Diamonds are a blog’s best friend

This little orphan of a blog turns 10 years old this year.

We’ve been through a lot together, TRUE LIFE and me. Life and death (literally).  Ups and downs. And more downs. And finally ups. Re-birth and re-re-birth.

Betrayal and forgiveness.

The betrayal is perennially courtesy of me. I can’t tell you how many times I’ve abandon TRUE LIFE. And yet, this little blog always seems to forgive me. Always welcomes me back.

I’ve beat myself up over this plenty over the years. I mean, come on! Why wouldn’t I? I am, after all, a freakin’ champ in the guilt Olympics. I can find a reason to feel bad about something I’ve done with mind-boggling ease whether it’s warranted  or not. And I’ve spent more hours than I care to admit feeling terrible about how I’ve treated TRUE LIFE.

And because I am also a gold medal-level performer in avoidance behavior, my subsequent reaction is pure poetry: I simply pretend the blog isn’t there.

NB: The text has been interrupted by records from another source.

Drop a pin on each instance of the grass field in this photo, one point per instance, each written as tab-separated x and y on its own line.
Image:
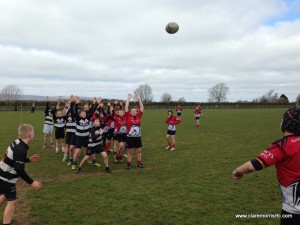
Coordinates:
192	185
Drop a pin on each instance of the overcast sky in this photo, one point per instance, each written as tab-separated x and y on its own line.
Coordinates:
107	48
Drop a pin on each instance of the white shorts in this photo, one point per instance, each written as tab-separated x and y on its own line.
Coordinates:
48	129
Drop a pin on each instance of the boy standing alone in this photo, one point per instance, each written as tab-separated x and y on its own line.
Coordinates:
12	166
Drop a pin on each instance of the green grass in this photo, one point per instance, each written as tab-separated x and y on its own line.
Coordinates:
192	185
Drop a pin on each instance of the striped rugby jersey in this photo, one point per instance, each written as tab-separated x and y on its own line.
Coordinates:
14	159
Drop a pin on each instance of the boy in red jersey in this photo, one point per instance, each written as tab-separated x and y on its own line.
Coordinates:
172	121
133	124
197	114
285	155
178	110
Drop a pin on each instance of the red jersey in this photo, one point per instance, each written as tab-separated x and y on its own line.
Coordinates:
178	109
133	124
172	121
120	124
198	111
285	154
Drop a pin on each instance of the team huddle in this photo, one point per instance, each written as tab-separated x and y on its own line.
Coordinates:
95	129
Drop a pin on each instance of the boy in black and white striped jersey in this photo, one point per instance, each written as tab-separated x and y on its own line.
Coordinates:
12	166
48	125
83	126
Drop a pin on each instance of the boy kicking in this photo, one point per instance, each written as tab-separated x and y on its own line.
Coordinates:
12	166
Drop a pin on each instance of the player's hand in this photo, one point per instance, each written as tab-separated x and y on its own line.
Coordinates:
36	185
34	158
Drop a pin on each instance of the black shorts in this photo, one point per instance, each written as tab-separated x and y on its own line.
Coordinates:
70	138
133	142
171	132
289	218
110	134
8	190
82	141
121	137
59	133
94	150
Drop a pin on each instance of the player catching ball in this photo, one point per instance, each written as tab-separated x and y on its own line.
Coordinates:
133	124
285	155
171	121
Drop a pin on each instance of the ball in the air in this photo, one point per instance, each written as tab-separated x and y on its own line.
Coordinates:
172	27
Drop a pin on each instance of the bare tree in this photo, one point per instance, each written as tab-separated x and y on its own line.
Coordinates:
298	99
145	92
166	97
11	93
218	93
181	99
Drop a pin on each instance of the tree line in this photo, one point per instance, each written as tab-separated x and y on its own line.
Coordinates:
216	94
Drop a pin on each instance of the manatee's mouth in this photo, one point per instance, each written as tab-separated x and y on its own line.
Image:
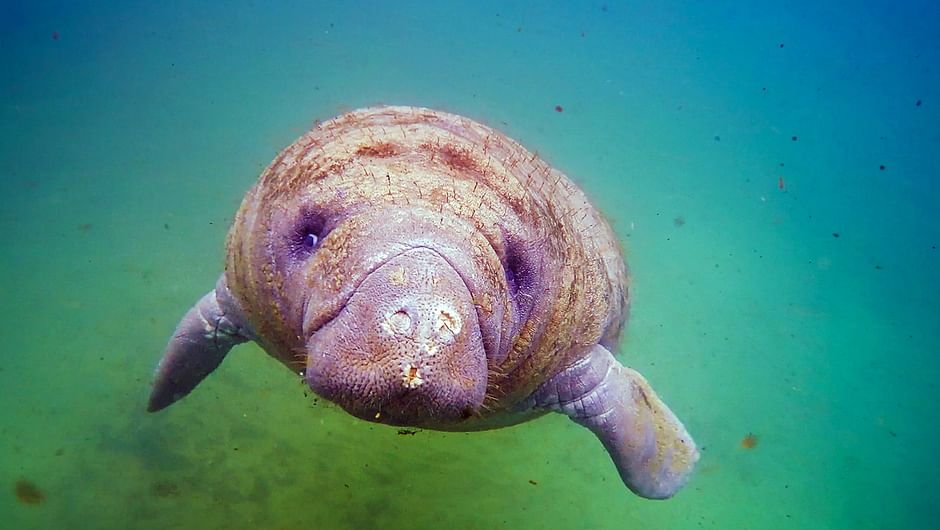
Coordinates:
405	347
309	333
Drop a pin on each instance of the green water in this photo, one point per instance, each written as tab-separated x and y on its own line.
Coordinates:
130	131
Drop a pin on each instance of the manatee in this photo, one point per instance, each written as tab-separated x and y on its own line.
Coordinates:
421	269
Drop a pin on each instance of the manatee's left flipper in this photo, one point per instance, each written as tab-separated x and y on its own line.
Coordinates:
651	449
201	340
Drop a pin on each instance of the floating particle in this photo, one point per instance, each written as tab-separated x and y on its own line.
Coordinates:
28	493
749	441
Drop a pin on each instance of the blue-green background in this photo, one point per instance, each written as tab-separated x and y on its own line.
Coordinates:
127	143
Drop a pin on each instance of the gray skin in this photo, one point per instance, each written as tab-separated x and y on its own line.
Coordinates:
421	269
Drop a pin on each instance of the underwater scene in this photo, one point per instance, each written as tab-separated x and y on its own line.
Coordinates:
769	169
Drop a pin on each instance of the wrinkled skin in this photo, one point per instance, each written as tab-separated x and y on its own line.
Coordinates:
418	268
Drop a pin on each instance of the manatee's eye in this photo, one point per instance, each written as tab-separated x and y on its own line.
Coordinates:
307	234
518	269
523	270
310	241
514	273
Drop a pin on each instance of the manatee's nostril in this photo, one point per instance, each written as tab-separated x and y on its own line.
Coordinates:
398	322
448	323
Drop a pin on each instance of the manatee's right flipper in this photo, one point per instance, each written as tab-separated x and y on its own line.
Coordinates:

Of course, avoidance doesn’t work. Not forever. Slowly, but surely, I am learning that in life. When I avoid things, they don’t really go away like I wish they would. Most of the time, they fester and get much, much worse. And bigger. Then they come back and bite me right on the ass. I’ve lost so many pounds of flesh over the years that it’s a wonder I don’t need a prosthetic ass.

Okay…TMI. You didn’t need that visual. Sorry. Besides, this isn’t about my ass, anyway. And it’s not a pity party.

It is, in fact, a celebration.

Because it only took me 10 years to figure out why this little blog exists. Not bad, eh?

It’s about the learning.

Turns out my brother, Action Jackson, is one clever mo-fo. He’s the one who deserves credit for tricking me into embarking on this clandestine voyage of self-discovery in the first place. And just how did he trick me? The sneaky S.O.B. hid the lesson precisely where he knew it would be most difficult for me to see–right out in the open.

“This’ll be a really great writing exercise,” he said with all his murky clarity. “It’s gonna help you find your authentic voice.”

Huh? It’s…going…to..?

FLASH FOWARD TEN YEARS (Well, nine years and one and one-quarter months, but who’s counting?).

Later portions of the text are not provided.